In a crisis, however, it is important not to lose your nerve in the face of uncertainty and fail to act. Instead, it might make sense to carry out a countercyclical rebalancing exercise. After a sharp correction, portfolio allocation is left in disarray. Instead of an equity allocation of 40%, for example, one suddenly has only 30% because the shares have lost value. The allocation to equities therefore has to be increased again. Disciplined rebalancing means buying at low share prices and selling at high ones. Market dislocations can also be used as buying opportunities. Attractive entry prices for temporarily undervalued assets could reward the few investors who provide the market with liquidity during periods of high stress, while everyone else is just thinking about selling. In order for us as LGT Capital Partners to better exploit these opportunities, we introduced a rule-based system that monitors the market valuation of various asset classes after the financial crisis in 2008. We also defined triggers based on historical data that indicate whether it would be profitable to respond to these valuation signals. During the coronavirus crisis, our rule-based system signaled a number of value-oriented investment opportunities, two of which we have implemented so far. In March, we increased our weighting in both Japanese and European equities.
These are helpful tips, but we all know that it is not always easy to implement an investment concept according to plan in the middle of a crisis. Asset prices are determined not only by fundamental data, but also by the psychology and human biases of investors. One of these psychological traps is the so-called «recency effect.» People tend to attach too much weight to the recent past when analyzing possible future outcomes. As a result, recent information is always considered the most relevant when assessing a situation, because it is the easiest to remember. It is therefore not surprising that investors have valued equities on the basis of the events connected with COVID-19, even though their effects are likely to be short-lived for most companies.
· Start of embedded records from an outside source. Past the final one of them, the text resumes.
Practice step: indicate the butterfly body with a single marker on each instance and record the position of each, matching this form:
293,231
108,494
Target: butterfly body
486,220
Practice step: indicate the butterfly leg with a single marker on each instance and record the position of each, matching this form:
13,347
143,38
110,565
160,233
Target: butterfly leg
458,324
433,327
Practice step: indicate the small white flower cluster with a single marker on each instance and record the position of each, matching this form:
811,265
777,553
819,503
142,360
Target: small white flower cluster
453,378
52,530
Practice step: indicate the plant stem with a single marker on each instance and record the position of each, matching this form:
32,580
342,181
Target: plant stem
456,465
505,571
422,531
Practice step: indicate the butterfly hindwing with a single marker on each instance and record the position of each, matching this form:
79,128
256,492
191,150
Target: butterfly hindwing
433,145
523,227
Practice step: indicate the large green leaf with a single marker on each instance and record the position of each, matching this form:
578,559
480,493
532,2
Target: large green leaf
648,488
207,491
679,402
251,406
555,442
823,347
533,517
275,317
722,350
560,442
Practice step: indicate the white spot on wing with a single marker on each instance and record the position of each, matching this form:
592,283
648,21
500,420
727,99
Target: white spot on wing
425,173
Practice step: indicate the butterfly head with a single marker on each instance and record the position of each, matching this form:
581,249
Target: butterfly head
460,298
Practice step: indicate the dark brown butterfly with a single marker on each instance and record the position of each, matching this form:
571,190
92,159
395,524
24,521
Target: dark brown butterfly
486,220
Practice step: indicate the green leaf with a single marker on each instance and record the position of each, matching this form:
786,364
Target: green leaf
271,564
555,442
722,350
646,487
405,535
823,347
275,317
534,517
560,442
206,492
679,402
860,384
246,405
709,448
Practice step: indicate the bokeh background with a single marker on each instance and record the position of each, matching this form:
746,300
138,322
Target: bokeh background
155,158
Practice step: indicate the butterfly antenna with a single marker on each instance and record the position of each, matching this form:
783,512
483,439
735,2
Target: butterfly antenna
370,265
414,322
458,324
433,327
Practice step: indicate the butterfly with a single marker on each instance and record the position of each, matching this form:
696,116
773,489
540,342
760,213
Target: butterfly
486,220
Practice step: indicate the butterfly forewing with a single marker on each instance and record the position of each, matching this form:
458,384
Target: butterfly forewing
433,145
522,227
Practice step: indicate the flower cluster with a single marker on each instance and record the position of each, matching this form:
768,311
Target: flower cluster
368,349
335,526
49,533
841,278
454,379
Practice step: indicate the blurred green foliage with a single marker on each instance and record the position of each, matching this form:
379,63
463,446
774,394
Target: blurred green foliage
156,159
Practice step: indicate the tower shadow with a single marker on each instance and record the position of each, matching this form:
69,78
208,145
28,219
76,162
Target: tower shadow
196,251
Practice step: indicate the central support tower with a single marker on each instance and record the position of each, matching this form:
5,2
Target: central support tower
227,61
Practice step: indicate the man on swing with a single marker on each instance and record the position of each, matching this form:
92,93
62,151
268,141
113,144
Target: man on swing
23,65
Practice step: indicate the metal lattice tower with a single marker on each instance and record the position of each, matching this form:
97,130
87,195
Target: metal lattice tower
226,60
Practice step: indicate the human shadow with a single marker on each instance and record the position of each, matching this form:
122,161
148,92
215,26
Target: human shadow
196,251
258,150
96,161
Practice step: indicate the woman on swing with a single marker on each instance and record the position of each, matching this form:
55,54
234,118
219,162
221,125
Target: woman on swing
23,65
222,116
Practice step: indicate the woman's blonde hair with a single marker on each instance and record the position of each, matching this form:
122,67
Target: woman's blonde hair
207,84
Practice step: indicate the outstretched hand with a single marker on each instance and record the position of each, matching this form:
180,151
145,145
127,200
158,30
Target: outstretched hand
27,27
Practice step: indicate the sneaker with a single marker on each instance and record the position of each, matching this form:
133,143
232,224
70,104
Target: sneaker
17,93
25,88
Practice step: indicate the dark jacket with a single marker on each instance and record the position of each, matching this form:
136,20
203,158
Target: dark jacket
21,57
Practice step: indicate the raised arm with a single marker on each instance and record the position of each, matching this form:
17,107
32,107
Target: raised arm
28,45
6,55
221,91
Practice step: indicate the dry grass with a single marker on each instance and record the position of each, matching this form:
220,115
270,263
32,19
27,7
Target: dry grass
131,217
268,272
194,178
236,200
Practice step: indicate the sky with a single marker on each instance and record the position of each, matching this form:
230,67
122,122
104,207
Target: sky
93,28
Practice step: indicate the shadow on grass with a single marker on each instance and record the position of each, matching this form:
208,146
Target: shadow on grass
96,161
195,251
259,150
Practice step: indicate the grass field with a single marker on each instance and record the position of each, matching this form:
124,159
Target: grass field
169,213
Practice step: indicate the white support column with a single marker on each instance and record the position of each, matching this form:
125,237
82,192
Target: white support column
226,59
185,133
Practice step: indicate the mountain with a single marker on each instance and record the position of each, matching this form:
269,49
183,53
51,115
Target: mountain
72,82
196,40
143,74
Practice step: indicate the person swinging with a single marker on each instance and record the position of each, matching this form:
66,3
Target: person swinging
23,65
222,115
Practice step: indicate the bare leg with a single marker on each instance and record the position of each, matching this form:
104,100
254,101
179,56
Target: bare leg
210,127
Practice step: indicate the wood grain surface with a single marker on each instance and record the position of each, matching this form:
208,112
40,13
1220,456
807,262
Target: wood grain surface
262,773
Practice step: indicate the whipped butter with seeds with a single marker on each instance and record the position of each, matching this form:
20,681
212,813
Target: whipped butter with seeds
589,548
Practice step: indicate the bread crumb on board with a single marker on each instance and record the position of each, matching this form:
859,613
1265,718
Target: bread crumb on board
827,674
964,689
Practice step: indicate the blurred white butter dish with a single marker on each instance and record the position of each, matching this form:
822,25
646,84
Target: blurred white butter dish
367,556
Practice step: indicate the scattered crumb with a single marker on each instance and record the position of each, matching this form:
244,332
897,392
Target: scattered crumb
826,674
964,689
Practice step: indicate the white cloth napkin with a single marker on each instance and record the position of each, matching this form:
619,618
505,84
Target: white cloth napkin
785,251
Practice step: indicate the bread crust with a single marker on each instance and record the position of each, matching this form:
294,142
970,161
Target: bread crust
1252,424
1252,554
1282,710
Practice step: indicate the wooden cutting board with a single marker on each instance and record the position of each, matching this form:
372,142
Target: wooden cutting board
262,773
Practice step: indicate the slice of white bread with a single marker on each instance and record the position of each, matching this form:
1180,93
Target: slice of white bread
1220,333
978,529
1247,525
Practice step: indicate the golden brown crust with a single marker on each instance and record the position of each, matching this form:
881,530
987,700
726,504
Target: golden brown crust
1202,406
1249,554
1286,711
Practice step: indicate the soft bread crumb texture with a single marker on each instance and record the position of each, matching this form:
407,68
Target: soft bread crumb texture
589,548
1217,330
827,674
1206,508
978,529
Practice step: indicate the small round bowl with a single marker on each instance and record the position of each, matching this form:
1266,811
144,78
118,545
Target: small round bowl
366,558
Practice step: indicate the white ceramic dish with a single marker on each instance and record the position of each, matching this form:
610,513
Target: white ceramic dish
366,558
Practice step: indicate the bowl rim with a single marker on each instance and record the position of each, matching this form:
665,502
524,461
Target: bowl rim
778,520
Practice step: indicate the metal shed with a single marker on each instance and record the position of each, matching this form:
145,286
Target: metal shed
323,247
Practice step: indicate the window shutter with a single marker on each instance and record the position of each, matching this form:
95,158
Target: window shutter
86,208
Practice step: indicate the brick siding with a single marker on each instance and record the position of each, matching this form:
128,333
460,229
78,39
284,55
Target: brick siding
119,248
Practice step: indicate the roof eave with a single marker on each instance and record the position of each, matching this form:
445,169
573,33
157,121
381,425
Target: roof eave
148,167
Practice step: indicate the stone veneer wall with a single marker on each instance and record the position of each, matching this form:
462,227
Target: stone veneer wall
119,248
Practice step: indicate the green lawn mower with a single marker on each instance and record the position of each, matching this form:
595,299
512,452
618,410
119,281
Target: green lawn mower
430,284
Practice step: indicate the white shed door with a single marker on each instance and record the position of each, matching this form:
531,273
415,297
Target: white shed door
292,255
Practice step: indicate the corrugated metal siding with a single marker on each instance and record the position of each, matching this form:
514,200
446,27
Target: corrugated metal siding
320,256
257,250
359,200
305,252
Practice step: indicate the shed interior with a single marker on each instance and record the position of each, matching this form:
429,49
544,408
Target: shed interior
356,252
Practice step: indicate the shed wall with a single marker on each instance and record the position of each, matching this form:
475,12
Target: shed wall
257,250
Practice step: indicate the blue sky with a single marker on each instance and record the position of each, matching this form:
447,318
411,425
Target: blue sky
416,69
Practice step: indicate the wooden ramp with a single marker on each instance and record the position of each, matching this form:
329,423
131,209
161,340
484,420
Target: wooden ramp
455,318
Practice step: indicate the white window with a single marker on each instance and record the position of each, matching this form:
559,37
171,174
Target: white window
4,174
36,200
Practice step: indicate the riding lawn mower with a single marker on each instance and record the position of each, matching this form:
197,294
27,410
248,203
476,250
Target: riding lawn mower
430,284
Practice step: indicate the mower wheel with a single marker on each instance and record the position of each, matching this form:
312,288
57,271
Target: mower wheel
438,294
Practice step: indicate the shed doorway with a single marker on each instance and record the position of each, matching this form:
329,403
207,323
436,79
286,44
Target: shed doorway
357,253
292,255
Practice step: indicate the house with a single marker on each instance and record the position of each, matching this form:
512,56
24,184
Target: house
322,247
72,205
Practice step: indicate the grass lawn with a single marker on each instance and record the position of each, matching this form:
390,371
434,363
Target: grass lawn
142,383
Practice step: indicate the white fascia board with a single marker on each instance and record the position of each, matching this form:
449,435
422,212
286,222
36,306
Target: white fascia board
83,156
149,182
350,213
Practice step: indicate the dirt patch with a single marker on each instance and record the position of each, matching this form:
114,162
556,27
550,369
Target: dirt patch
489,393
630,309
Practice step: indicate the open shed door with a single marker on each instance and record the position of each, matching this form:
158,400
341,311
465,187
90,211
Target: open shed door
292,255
The wide gap between short-term and long-term expectations tempts many investors into «market timing.» This means attempting to enter and exit the markets at short notice and at the right time. In most cases, this strategy is not successful, and the investment return may even be reduced because of wrong market timing decisions and transaction costs. In fact, stock market returns follow the 80/20 rule, which states that 20% of the causes usually account for 80% of the effect. A small part of the upward movements in stock markets therefore influences the majority of the result over a longer time horizon. Therefore, if you were away from the stock market for some of those days because of market timing, you would have missed out on a large part of the returns and been unable to benefit from the market rally. An example of this would be the strong recovery phase that began in April this year and has lasted until now, which few market participants would have expected.
So do not let emotions and biases guide you. Avoid constantly watching the news and checking your statement of assets every day. As Winston Churchill once again aptly summed it up: «keep calm and carry on.» A well-conceived and, above all, consistently pursued investment strategy allows you to do so even in difficult times.